Rules that do not work

Often, many people feel that they can make jealousy or insecurity go away by passing rules designed to manipulate their partners' behavior around their own insecurities. The problem is that there is a difference between the trigger of an insecurity and the real CAUSE of the insecurity; rules can address triggers but can never solve the root cause. And establishing rules around insecurity merely makes the insecurity stronger, and establishes a precedent that the way to deal with insecurity isn't to do the hard and uncomfortable work to understand it, but rather just to patch around it. For example:

- "No having sex with the other person when I am not there." Most often, this rule (a very common one among newcomers, by the way) is rooted in fear of abandonment, fear of being replaced, or fear of losing a partner's affection. Rules will not make these fears go away. Only careful self-analysis, systematic effort to understand the fear, and deliberate restructuring of one's life to make this fear go away will do that. Passing a rule merely sweeps the fear under the carpet, where it grows and festers into an open sore.

- "We always date together as a couple, and anyone involved with one of us must love us both 'equally.'" This is a rule you'll see right here in this Web site often. It's rooted in the naive belief that if your partner dates the same person you date, then you will not feel jealous, because your partner is not getting anything you're not. I've seen quite a number of people who genuinely believe this, and are genuinely astonished when they find that Hot Bi Babe and are jealous nonetheless.Jealousy is not rational; it is rooted in insecurity, fear of loss, and similar emotions. Dating as a couple will not make an insecure person into a secure person. Dating as a couple will not make someone who is afraid into someone who is confident.

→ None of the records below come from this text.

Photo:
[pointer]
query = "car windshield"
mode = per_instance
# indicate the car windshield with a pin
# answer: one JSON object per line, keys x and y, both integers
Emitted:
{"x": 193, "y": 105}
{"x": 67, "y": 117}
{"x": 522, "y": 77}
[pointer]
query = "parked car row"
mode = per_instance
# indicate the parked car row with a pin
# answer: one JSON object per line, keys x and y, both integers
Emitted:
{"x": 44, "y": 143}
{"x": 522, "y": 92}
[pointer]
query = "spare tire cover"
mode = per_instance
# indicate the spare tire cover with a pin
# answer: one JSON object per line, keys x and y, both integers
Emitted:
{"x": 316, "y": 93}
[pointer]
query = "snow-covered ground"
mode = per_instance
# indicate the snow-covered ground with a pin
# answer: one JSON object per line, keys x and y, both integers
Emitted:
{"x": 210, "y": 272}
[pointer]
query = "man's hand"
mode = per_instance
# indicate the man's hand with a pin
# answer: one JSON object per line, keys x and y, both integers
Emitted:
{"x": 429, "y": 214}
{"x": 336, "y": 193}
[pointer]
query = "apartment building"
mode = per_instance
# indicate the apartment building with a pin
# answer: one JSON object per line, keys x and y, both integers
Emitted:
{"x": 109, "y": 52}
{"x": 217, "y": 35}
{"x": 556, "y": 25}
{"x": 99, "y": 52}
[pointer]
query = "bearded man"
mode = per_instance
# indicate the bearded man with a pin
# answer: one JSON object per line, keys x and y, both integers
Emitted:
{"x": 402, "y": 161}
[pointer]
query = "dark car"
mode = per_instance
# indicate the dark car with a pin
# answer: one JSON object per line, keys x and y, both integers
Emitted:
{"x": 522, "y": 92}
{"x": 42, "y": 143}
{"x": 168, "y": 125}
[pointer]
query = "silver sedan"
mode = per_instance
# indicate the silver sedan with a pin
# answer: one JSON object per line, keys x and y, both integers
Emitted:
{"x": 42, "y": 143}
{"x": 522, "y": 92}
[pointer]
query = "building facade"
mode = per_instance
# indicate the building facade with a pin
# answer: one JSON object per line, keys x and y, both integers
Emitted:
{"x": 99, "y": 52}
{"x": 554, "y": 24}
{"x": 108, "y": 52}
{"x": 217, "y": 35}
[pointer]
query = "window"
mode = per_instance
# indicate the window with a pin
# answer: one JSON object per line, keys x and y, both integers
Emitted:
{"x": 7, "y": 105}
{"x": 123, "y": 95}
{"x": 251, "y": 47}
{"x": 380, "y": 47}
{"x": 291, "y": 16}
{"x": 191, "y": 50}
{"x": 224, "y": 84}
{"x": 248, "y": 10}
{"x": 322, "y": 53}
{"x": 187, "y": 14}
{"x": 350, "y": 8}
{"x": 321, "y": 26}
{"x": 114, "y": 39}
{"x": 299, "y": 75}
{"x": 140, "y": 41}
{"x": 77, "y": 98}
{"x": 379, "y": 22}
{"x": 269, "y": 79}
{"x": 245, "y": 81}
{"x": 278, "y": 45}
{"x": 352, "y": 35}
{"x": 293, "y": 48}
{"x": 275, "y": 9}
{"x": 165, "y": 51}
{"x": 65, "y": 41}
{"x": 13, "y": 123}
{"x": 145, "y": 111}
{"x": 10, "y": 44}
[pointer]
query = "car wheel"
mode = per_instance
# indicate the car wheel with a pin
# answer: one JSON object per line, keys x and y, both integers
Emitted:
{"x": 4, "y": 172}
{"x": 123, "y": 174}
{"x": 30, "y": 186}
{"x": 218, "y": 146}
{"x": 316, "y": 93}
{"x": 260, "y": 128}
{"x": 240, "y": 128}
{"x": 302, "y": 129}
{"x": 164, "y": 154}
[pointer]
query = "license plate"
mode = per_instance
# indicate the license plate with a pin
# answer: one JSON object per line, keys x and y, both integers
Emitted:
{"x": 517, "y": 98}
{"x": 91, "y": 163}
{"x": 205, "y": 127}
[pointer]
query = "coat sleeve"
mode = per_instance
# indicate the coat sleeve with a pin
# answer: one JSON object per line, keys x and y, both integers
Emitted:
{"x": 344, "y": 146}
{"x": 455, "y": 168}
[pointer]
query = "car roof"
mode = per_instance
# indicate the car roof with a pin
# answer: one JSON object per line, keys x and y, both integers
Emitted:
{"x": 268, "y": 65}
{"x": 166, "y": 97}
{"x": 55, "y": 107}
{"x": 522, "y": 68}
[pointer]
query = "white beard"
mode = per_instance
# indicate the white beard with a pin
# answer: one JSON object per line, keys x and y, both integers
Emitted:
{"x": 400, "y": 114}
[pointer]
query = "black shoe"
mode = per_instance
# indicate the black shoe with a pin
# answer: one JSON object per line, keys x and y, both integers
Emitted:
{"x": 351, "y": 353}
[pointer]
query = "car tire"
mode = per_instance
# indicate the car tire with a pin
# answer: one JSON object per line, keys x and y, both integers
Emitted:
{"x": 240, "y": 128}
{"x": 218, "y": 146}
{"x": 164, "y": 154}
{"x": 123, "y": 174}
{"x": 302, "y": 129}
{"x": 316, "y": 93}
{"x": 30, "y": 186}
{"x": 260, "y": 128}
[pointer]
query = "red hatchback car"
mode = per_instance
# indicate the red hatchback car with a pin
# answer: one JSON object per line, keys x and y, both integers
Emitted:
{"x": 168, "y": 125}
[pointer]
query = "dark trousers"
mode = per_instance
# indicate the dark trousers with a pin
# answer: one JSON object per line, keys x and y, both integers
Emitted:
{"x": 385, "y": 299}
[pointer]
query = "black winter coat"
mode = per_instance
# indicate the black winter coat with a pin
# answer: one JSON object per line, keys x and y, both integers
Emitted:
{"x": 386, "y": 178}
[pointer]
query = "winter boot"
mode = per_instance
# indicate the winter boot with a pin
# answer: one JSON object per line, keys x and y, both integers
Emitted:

Alan from Poly in the Media's "six sound agreements":

• Communicate everything all around that might be important to the relationship.

• If you're afraid to say it, that means you should say it (tip o' the hat to Marcia Baczynski).

• Listening is to be done in a respectful way that encourages further divulging.

• Any agreement that is in effect is not to be broken, period.

• Any agreement can be opened for rediscussion at any time. (And the agreements should be reviewed periodically — at the start of every even-numbered month? — regardless.)

• Anyone may end an agreement unilaterally by leaving the relationship. (This is simple reality, but good to spotlight upfront.)

• Take notes — and save them where all parties can find and reread them in a pinch.